『怪談実話コンテスト傑作選 黒四』

怪談実話コンテスト傑作選 (MF文庫ダ・ヴィンチ)

怪談実話コンテスト傑作選 (MF文庫ダ・ヴィンチ)

このブログでは1冊の本としてまとめられたものを評する場合は、そこに掲載された1つの作品だけを取り上げることをしないという暗黙の了解がある。掲載作の全て(時にはその配列をも含む)を通して醸し出される雰囲気というものが、1冊の本としての価値であり、それを抜きにして語るのはアンフェアではないかという気持ちがあるためである。
しかし、今回は諸般の事情により(このあたりは解って下さる方だけが解っていただければよい)、このコンテストの大賞受賞作である「黒四」のみを取り上げてレビューする。しかも完全ネタバレである。

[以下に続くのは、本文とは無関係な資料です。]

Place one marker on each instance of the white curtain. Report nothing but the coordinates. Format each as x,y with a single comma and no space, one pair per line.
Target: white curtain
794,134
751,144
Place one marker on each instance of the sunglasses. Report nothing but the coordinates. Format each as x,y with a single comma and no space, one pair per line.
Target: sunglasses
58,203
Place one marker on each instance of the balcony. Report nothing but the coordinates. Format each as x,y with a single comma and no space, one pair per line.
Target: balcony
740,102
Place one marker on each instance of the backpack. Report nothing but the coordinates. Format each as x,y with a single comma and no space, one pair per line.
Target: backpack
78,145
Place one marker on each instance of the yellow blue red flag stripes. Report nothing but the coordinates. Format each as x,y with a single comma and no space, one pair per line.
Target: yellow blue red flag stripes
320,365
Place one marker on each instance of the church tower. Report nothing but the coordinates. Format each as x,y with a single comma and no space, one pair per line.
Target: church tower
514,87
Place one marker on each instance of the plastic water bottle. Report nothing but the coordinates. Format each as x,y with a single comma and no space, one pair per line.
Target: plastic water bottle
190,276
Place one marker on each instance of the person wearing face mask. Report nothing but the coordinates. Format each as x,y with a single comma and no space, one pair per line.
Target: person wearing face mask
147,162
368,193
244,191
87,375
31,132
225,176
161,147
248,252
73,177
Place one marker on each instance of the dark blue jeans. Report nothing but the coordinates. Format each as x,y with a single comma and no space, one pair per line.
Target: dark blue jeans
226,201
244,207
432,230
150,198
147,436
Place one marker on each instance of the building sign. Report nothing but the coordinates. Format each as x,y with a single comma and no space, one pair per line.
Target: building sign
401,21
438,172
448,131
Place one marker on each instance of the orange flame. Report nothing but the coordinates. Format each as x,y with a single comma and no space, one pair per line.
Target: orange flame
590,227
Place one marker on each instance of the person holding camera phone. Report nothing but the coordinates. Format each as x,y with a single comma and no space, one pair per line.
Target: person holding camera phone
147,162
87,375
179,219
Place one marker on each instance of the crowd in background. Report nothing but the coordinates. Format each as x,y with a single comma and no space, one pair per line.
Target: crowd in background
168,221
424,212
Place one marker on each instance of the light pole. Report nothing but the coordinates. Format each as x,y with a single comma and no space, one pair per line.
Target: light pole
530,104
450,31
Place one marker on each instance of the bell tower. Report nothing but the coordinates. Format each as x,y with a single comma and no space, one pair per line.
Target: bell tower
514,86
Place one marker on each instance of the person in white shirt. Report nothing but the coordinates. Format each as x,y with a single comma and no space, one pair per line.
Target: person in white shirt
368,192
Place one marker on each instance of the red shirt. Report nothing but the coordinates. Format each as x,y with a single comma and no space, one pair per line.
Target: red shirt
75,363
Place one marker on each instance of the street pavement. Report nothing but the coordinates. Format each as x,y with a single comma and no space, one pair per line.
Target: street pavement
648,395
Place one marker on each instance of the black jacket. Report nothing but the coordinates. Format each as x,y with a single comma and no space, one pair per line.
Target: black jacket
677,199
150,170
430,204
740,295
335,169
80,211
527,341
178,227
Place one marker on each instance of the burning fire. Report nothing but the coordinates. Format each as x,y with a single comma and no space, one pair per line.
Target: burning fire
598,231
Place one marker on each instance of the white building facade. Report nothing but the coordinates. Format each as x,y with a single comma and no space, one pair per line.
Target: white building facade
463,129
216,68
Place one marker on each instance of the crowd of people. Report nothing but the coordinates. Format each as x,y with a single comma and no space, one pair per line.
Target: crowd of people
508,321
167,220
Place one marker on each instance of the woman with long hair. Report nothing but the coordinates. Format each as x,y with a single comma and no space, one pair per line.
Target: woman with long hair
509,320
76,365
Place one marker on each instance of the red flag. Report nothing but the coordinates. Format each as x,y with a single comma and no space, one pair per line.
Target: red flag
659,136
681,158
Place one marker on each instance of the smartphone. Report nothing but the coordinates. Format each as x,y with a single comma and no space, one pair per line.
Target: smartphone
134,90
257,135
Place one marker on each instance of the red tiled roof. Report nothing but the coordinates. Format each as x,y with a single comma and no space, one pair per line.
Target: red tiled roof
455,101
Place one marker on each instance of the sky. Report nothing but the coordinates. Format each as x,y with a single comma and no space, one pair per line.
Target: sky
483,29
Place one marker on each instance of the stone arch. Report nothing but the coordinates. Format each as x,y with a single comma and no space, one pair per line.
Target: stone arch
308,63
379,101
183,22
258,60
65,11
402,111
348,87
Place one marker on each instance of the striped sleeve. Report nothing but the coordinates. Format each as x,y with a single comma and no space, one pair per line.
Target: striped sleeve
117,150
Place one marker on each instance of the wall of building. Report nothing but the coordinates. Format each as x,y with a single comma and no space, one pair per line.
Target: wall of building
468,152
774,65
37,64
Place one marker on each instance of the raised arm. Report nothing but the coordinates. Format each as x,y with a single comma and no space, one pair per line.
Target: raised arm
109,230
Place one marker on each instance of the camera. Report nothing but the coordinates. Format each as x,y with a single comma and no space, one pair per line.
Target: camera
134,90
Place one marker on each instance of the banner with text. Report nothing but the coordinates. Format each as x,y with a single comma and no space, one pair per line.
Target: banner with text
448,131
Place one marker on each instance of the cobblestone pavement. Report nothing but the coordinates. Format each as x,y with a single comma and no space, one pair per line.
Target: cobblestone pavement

よってここから下の部分は、それでもなお読もうという意志のある方のみ、反転させてご覧いただければと思う。


黒部ダム建設にまつわる怪異を著している点では、非常に希少な怪談であるだろう。
このような著名な建造物に関する怪異というものは、それだけでも非常に価値のあるものであると言える。
怪異そのものについては際立った特殊性を感じるものではないが(事故現場に亡くなった作業員が現れるというパターンはいかにも陳腐である)、同一人物の霊を全く別の場面で目撃しながらも、重機繋がりによってその二つの現象にそこはかとない因果律を想起させるように書いている。
押しつけがましくないがしっかりと関連性を持たせることを印象付けており、怪異を有機的に展開させる意図が成功しているとみなせるだろう。
しかしながら、二つ目の怪異に関して言うと、“前日に亀裂を発見していながら今の今まで忘れていた”という記述に引っ掛かりを覚える。
父親から聞いて印象に残っていたために書いたのだと推測するのだが、この部分だけいかにも後付けされたような書きぶりになっており、何となく浮いてしまったという感は否めない。
その他の怪異にまつわるエピソードが奇麗に伏線を持っているにもかかわらず、この部分だけが唐突な提示であるために奇異に見えるのである。
またこの亀裂を前日に父親が発見していたくだりがなくとも、翌朝に岩が崩落したという事実だけで十分不思議な印象を出すことが出来ていると思う。
抑制された文体で淡々と書かれているだけに、この唐突ぶりは何かそぐわないものを感じるところである(グイグイと力で引っ張っていく調子で書かれていれば、逆にこの部分は劇的な印象になっていたかもしれないが)。
ただ全体を支配する静謐な調子は、昭和を代表する建築に従事し、そして散っていった人々の鎮魂歌として読み応えのある作品にふさわしいと思う。

この文章は、実は文庫が刊行される以前、『幽』誌上で掲載された時の評である。概して良作、劇的ではない分だけインパクトは弱めだが、抑制され整えられた(しかしながら平板な表現や展開ではないので奥行きは深い)雰囲気は評価出来るものである。